経営者のお悩みの中でトップグループにくるのは「お金」のことです。
そして、それに関連する「運転資金」も質問が多い事項です。
極論ですが、会社は赤字では倒産しませんが、資金が枯渇すると倒産します。
そのため、企業経営では運転資金の考え方を知っておくことは、とても大事なことです。
そこで、いま一度運転資金の目安や考え方を整理します。
社長と税理士が考えている運転資金は違う意味かも!?
運転資金の話は、経営者の方との打ち合わせや、銀行融資の時などによく出てくる話題の一つです。
例えば、
「銀行からお金を借りたいけど、いくらまで運転資金は借りられる?」だったり、
「業績が好調になって利益は出ているけど、なぜか運転資金が不足している」とか、
「コロナ禍の影響もあって、資金繰りが心配だけど、当社の運転資金はどれくらいあればいいのだろうか?」
などは、よくあるご質問内容です。
一方で、運転資金という言葉を日々使っているけど、使う場面によってその意味が異なったり、お互いの話がかみ合わないこともあるのではないかと感じています。
一括りに運転資金といっても、実際は細かく分類できます。
例えば、金融機関からの視点で運転資金を考えると、経常運転資金、増加運転資金、減少運転資金、季節性運転資金、そして赤字補填運転資金などに分類できます。

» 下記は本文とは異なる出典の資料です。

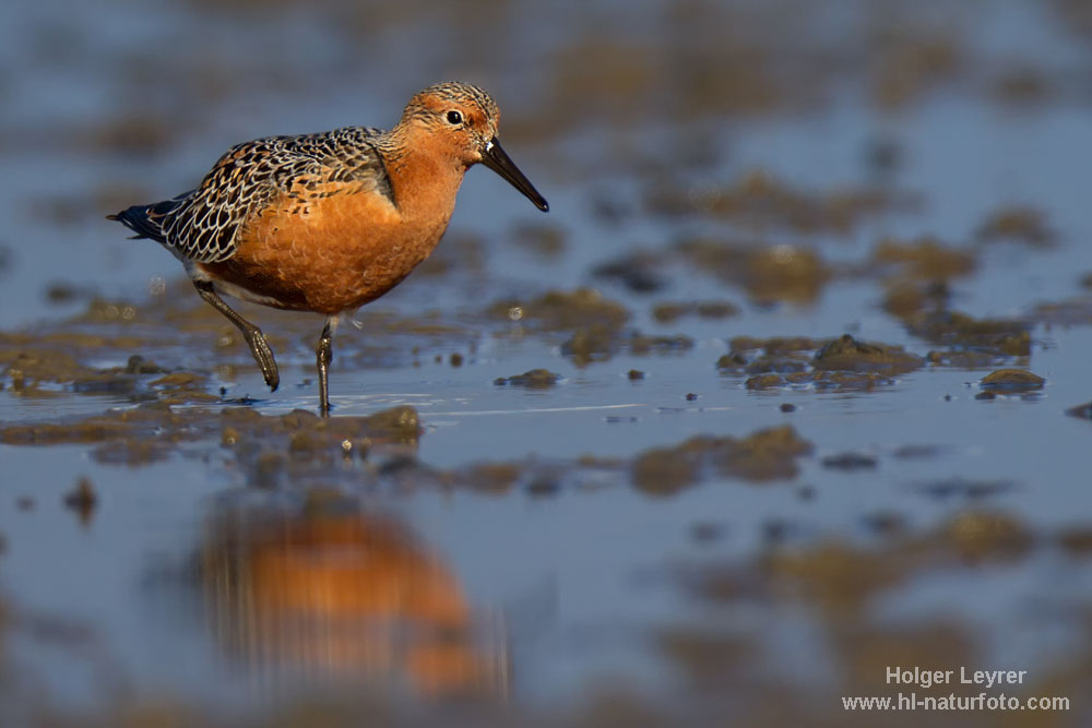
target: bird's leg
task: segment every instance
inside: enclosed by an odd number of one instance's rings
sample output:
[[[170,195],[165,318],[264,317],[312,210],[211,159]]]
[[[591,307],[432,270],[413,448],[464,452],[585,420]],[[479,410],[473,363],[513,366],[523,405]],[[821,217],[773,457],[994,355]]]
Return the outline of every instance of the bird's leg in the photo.
[[[250,347],[250,353],[254,356],[254,361],[258,362],[258,367],[262,370],[265,383],[269,385],[271,392],[275,392],[277,385],[281,383],[281,374],[276,369],[273,349],[265,342],[265,335],[262,334],[261,329],[244,319],[235,309],[225,303],[224,299],[216,293],[216,289],[213,288],[212,282],[194,281],[193,286],[206,303],[227,317],[227,320],[242,332],[242,337],[246,339],[247,346]]]
[[[330,417],[330,361],[333,359],[333,331],[337,327],[337,317],[327,317],[319,336],[319,345],[314,347],[314,360],[319,366],[319,414]]]

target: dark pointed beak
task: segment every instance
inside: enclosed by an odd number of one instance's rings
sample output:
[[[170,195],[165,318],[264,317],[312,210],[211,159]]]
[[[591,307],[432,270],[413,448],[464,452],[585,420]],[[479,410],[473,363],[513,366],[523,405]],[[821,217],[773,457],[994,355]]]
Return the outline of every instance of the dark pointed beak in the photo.
[[[526,195],[527,200],[535,203],[535,207],[544,213],[549,212],[549,203],[546,202],[546,198],[538,194],[538,190],[531,183],[531,180],[524,177],[515,163],[505,154],[505,150],[500,147],[500,142],[496,136],[482,151],[482,164],[507,179],[512,187]]]

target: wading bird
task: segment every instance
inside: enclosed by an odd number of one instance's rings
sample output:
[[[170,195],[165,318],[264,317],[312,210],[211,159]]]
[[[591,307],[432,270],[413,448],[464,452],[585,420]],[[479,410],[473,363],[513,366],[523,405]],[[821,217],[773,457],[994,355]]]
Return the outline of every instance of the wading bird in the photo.
[[[347,127],[246,142],[197,189],[108,218],[182,262],[201,298],[242,332],[271,391],[280,383],[273,350],[221,294],[324,314],[316,358],[319,410],[328,416],[340,317],[428,258],[470,167],[485,165],[549,210],[501,148],[499,119],[497,104],[477,86],[436,84],[410,99],[390,131]]]

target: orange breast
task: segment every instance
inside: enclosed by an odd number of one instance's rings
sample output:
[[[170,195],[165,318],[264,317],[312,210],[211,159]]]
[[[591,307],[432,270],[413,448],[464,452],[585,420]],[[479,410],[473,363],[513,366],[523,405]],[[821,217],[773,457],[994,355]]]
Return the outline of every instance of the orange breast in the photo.
[[[198,267],[276,308],[334,314],[396,286],[428,258],[448,226],[450,201],[406,217],[382,194],[344,183],[270,205],[240,234],[235,254]]]

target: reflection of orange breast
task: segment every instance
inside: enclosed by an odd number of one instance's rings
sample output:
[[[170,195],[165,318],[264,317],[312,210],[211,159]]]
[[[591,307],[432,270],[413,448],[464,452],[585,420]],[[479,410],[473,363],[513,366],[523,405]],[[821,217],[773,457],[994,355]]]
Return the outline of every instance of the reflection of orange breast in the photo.
[[[205,545],[203,573],[221,639],[263,668],[405,676],[430,695],[503,684],[458,578],[396,522],[227,520]]]
[[[419,224],[378,192],[320,186],[285,195],[250,220],[230,259],[198,266],[270,306],[334,314],[379,298],[410,275],[450,217],[448,211]]]
[[[318,520],[297,524],[282,538],[251,554],[260,609],[442,626],[467,621],[458,582],[395,532],[357,520]]]

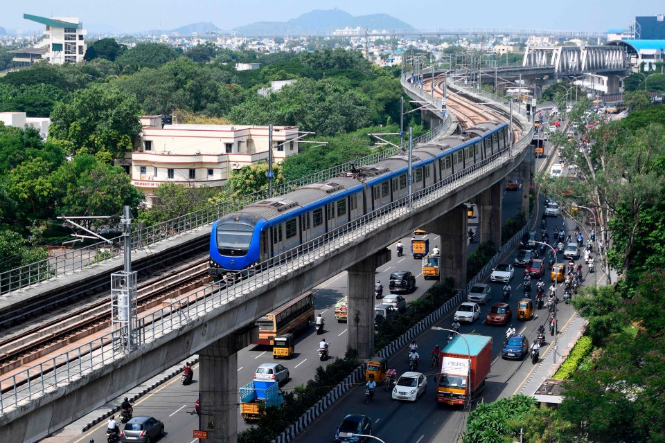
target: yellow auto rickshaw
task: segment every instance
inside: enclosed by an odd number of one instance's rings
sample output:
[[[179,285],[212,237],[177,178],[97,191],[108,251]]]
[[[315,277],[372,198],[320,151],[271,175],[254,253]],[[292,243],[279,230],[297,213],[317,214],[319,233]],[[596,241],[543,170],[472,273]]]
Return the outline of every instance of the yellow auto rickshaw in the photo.
[[[552,266],[551,278],[556,283],[560,283],[566,277],[565,266],[560,263],[557,263]]]
[[[290,332],[284,335],[275,336],[273,339],[272,345],[272,358],[286,358],[293,357],[293,352],[296,349],[296,343],[293,338],[293,334]]]
[[[517,302],[517,320],[531,320],[533,318],[533,300],[522,298]]]
[[[388,359],[385,357],[372,357],[367,361],[365,367],[365,380],[369,381],[369,376],[374,376],[374,381],[381,383],[386,380],[386,372],[388,370]]]

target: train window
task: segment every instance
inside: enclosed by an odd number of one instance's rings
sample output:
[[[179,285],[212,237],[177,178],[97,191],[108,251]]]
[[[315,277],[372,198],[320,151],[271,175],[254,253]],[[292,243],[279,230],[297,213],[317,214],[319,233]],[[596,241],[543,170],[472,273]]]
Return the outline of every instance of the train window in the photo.
[[[319,208],[312,211],[312,224],[314,227],[321,225],[323,222],[323,210]]]
[[[351,210],[355,210],[358,207],[358,195],[355,194],[348,198],[348,206]]]
[[[282,241],[282,226],[272,227],[272,242],[277,244]]]
[[[384,181],[381,183],[381,197],[387,197],[390,194],[390,183]]]
[[[328,220],[332,220],[335,218],[335,204],[329,203],[326,205],[326,215],[328,217]]]
[[[298,224],[296,219],[292,219],[286,222],[286,238],[292,238],[298,235]]]
[[[342,217],[346,213],[346,199],[337,200],[337,217]]]
[[[307,213],[300,216],[300,229],[303,232],[310,228],[310,213]]]

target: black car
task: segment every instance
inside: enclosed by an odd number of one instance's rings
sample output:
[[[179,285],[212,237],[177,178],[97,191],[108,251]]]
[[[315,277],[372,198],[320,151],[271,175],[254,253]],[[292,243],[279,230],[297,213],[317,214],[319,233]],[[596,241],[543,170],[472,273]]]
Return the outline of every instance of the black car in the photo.
[[[408,271],[400,271],[390,274],[388,284],[390,293],[411,292],[416,290],[416,278]]]
[[[348,443],[364,442],[367,437],[356,437],[355,434],[372,435],[372,419],[366,415],[349,414],[344,417],[335,433],[333,441],[335,443],[348,442]]]

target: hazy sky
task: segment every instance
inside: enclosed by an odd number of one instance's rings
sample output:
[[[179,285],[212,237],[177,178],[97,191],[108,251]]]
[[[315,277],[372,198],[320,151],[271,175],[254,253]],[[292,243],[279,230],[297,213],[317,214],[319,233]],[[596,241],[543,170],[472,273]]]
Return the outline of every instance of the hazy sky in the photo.
[[[15,0],[0,1],[0,26],[40,30],[23,14],[78,17],[91,28],[122,32],[171,29],[211,21],[227,30],[253,21],[285,21],[314,9],[354,16],[389,14],[416,28],[521,28],[604,31],[636,15],[665,13],[663,0]]]

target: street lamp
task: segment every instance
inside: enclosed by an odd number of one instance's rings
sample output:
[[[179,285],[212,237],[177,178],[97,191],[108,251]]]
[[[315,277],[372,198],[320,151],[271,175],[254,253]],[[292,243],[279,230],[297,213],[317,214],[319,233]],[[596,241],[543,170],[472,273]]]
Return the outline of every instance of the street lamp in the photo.
[[[457,335],[459,335],[460,337],[461,337],[462,340],[464,341],[464,343],[466,345],[467,355],[468,355],[468,356],[469,356],[468,367],[468,368],[467,368],[467,372],[466,372],[467,386],[470,386],[470,383],[471,383],[471,347],[469,346],[469,342],[468,342],[468,341],[466,341],[466,338],[464,338],[464,336],[463,336],[461,334],[460,334],[459,332],[458,332],[457,331],[456,331],[456,330],[454,330],[454,329],[446,329],[446,328],[445,328],[445,327],[439,327],[438,326],[432,326],[432,331],[446,331],[446,332],[454,332],[455,334],[456,334]],[[469,388],[469,389],[468,389],[467,390],[468,391],[468,394],[467,395],[467,398],[465,399],[465,402],[466,402],[467,404],[469,404],[469,401],[470,401],[470,400],[471,400],[471,398],[470,398],[470,396],[471,396],[471,389]]]
[[[545,245],[546,246],[547,246],[548,248],[549,248],[550,249],[551,249],[551,250],[552,250],[552,254],[553,255],[553,256],[554,256],[554,257],[555,257],[555,261],[554,261],[554,262],[556,263],[556,250],[554,249],[554,246],[553,246],[552,245],[551,245],[551,244],[548,244],[548,243],[545,243],[545,242],[534,242],[534,243],[537,243],[537,244],[544,244],[544,245]],[[556,318],[556,284],[558,282],[558,280],[557,279],[557,276],[558,276],[558,273],[554,273],[554,334],[556,334],[556,329],[558,329],[558,320],[557,318]],[[563,283],[562,282],[561,284],[562,284]],[[554,363],[556,363],[556,348],[557,348],[557,341],[556,341],[556,340],[555,339],[555,341],[554,341],[554,356],[553,356],[553,362],[554,362]]]

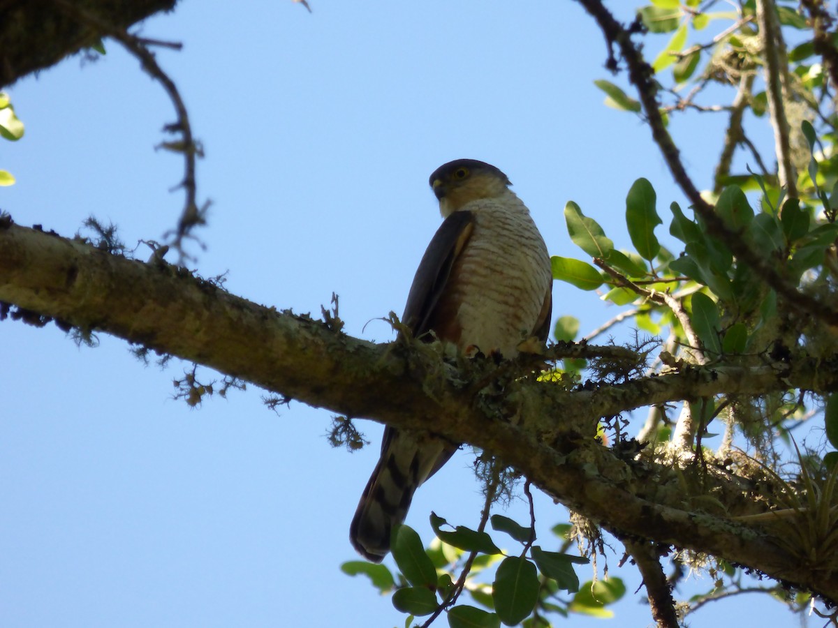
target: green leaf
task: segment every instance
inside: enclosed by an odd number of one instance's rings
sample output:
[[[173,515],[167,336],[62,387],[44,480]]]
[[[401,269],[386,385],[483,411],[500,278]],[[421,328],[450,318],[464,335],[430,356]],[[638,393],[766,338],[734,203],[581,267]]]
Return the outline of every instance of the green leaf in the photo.
[[[835,465],[838,465],[838,451],[828,451],[824,456],[824,466],[831,471]]]
[[[704,30],[710,23],[710,16],[706,13],[696,13],[692,16],[692,28],[696,30]]]
[[[743,322],[737,322],[730,327],[725,332],[725,339],[722,341],[722,350],[725,353],[742,353],[747,346],[747,327]]]
[[[23,123],[14,115],[11,106],[0,109],[0,137],[17,142],[23,136]]]
[[[697,50],[694,53],[681,57],[672,68],[672,76],[676,83],[685,83],[696,72],[698,62],[701,60],[701,54]]]
[[[833,393],[827,398],[824,420],[826,423],[826,440],[838,449],[838,394]]]
[[[605,99],[605,104],[609,107],[635,113],[640,111],[640,102],[630,97],[611,81],[600,79],[593,81],[593,84],[606,93],[608,98]]]
[[[540,547],[533,546],[532,558],[541,571],[547,578],[552,578],[562,589],[568,593],[576,593],[579,590],[579,577],[573,570],[573,563],[579,558],[577,556],[568,556],[558,552],[545,552]],[[574,559],[576,560],[574,560]],[[587,563],[587,559],[582,559]]]
[[[754,216],[748,225],[747,234],[752,245],[763,255],[782,250],[785,246],[779,220],[770,214],[762,213]]]
[[[639,295],[629,288],[612,288],[603,296],[603,301],[610,301],[615,306],[627,306],[637,301]]]
[[[550,263],[553,279],[566,281],[582,290],[596,290],[603,285],[603,275],[587,262],[553,255]]]
[[[648,180],[635,181],[626,196],[626,224],[628,235],[637,252],[646,260],[654,260],[660,244],[654,237],[654,228],[663,223],[654,208],[657,196]]]
[[[672,222],[670,224],[670,234],[677,238],[685,245],[691,242],[703,242],[704,235],[694,220],[691,220],[681,211],[677,203],[670,205],[672,212]]]
[[[777,15],[783,26],[790,26],[798,30],[805,30],[810,28],[805,17],[789,7],[777,7]]]
[[[500,620],[515,625],[530,615],[538,602],[539,589],[535,565],[519,556],[504,559],[492,584],[494,610]]]
[[[753,97],[751,98],[751,111],[753,111],[753,115],[758,118],[761,118],[764,116],[768,109],[768,96],[764,91],[755,94]]]
[[[579,592],[573,596],[568,608],[575,613],[584,613],[596,617],[612,617],[613,613],[603,607],[618,600],[625,592],[625,584],[619,578],[609,578],[608,580],[597,580],[596,583],[588,581],[579,588]]]
[[[617,250],[617,249],[612,249],[605,261],[609,265],[622,270],[629,277],[646,277],[649,275],[649,269],[646,267],[645,260],[636,253],[627,254]]]
[[[614,243],[605,237],[605,232],[599,224],[583,214],[573,201],[568,201],[565,205],[565,222],[573,244],[591,257],[601,257],[604,260],[614,248]]]
[[[650,33],[671,33],[680,21],[679,8],[644,7],[638,11],[640,19]]]
[[[394,527],[391,534],[393,559],[407,581],[416,587],[437,586],[437,569],[416,531],[402,523]]]
[[[520,543],[529,543],[530,538],[535,538],[535,533],[531,528],[525,528],[516,521],[503,515],[492,515],[489,519],[492,522],[492,529],[498,532],[505,532],[510,537]]]
[[[424,615],[431,615],[439,606],[439,603],[430,589],[404,587],[393,594],[393,605],[402,613],[422,617]]]
[[[550,528],[550,531],[559,538],[569,541],[571,540],[571,533],[573,532],[573,526],[570,523],[556,523]]]
[[[813,54],[815,54],[815,42],[810,40],[804,42],[798,46],[794,46],[794,48],[789,52],[789,60],[793,63],[803,61],[804,59],[809,59]]]
[[[440,529],[447,522],[442,517],[431,513],[431,527],[440,541],[453,545],[466,552],[483,552],[484,553],[501,553],[500,549],[488,533],[471,530],[465,526],[457,526],[453,532]],[[434,580],[436,582],[436,579]]]
[[[715,355],[722,353],[719,342],[719,308],[713,300],[701,292],[692,296],[692,327],[705,348]]]
[[[500,618],[476,606],[454,606],[448,611],[451,628],[500,628]]]
[[[579,333],[579,319],[576,317],[559,317],[553,329],[553,336],[557,341],[572,342]]]
[[[92,48],[100,54],[107,54],[107,50],[105,49],[105,44],[102,42],[101,39],[97,41],[96,44],[91,44],[91,48]]]
[[[800,208],[799,198],[789,198],[783,203],[780,224],[789,245],[809,233],[809,212]]]
[[[660,51],[658,56],[655,57],[654,61],[652,62],[652,69],[655,73],[665,69],[677,61],[678,57],[675,56],[675,53],[680,52],[685,43],[686,24],[681,24],[675,30],[666,47]]]
[[[372,585],[381,593],[385,593],[396,586],[393,574],[383,564],[373,564],[365,560],[349,560],[340,565],[340,570],[351,576],[363,574],[370,578]]]
[[[716,211],[725,221],[728,229],[742,231],[753,219],[753,209],[745,198],[745,193],[736,185],[730,185],[722,191],[716,202]]]

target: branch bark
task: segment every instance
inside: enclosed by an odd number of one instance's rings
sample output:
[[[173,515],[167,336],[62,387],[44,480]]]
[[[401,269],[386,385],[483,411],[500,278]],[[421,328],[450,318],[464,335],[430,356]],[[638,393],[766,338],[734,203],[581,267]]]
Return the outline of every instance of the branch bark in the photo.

本来は、その場面ごとに色分けされた運転資金の考えを用いて、必要な運転資金を計算する必要があります。
運転資金の目安は!?
運転資金の分類については、上記で説明しましたが、ここでは平常時と非常時の運転資金という別の視点で考えていきます。
前者が「経常運転資金」で、後者が「非常時の運転資金」になります。
①経常運転資金
一般的に運転資金という場合には、この経常運転資金のことをいいます。経常運転資金は、会社を運営していく上で通常必要となる資金です。
運転資金を理解するには、最初は時系列で考えた方がわかり易いと思います。
<卸売業をしているケース>
商売の流れにそって時系列で例えると、
①まず、商品の仕入れを行う。仕入代金は掛けとなり、支払までの日数は45日
②仕入れた商品は一定期間在庫となる。商品仕入れから販売されて在庫がなくなるまでの期間は30日
③販売された在庫商品は掛売上となる。代金回収までの日数は50日
この場合、在庫商品がお金に換わって入金されるまでに30+50=80日が必要です。
一方で、仕入代金は45日後に支払います。
運転資金とは、この入金と支払とのタイミングのズレのことです。このズレの分の「つなぎ資金」の確保が必要になってきます。
運転資金の計算方法
上記で説明した運転資金を、貸借対照表から計算してみます。
経常運転資金の計算は、次の計算式になります。
経常運転資金=売上債権(受取手形・売掛金) + 棚卸資産 - 買入債務(支払手形・買掛金・未払金)
(※正確な計算は、売上債権回転期間などを考慮します)
実際に、数字を当てはめて計算すると、
売上債権200万円+棚卸資産200万円-買入債務150万円=250万円
の経常運転資金が必要となります。
上記の時系列の考え方とあわせると、35日(30+50-45)分のつなぎ資金が必要で、金額では250万円の運転資金となります。
なお、経常運転資金を把握するうえで、一般的に次の点に注意する必要があります。
- 会社規模が拡大して売掛金や在庫が増えると、運転資金が増加し資金不足を招くことがある
- 売掛金や在庫が少ない商売(飲食店など)の場合は、売上が拡大すると資金に余裕がでる
- 回転期間の変化を観察すると、資金需要の把握がしやすくなる
(このあたりの話は、増加運転資金などにつながってきます。)
余談ですが、この経常運転資金が不足する場合は、銀行から融資を受けることを検討します。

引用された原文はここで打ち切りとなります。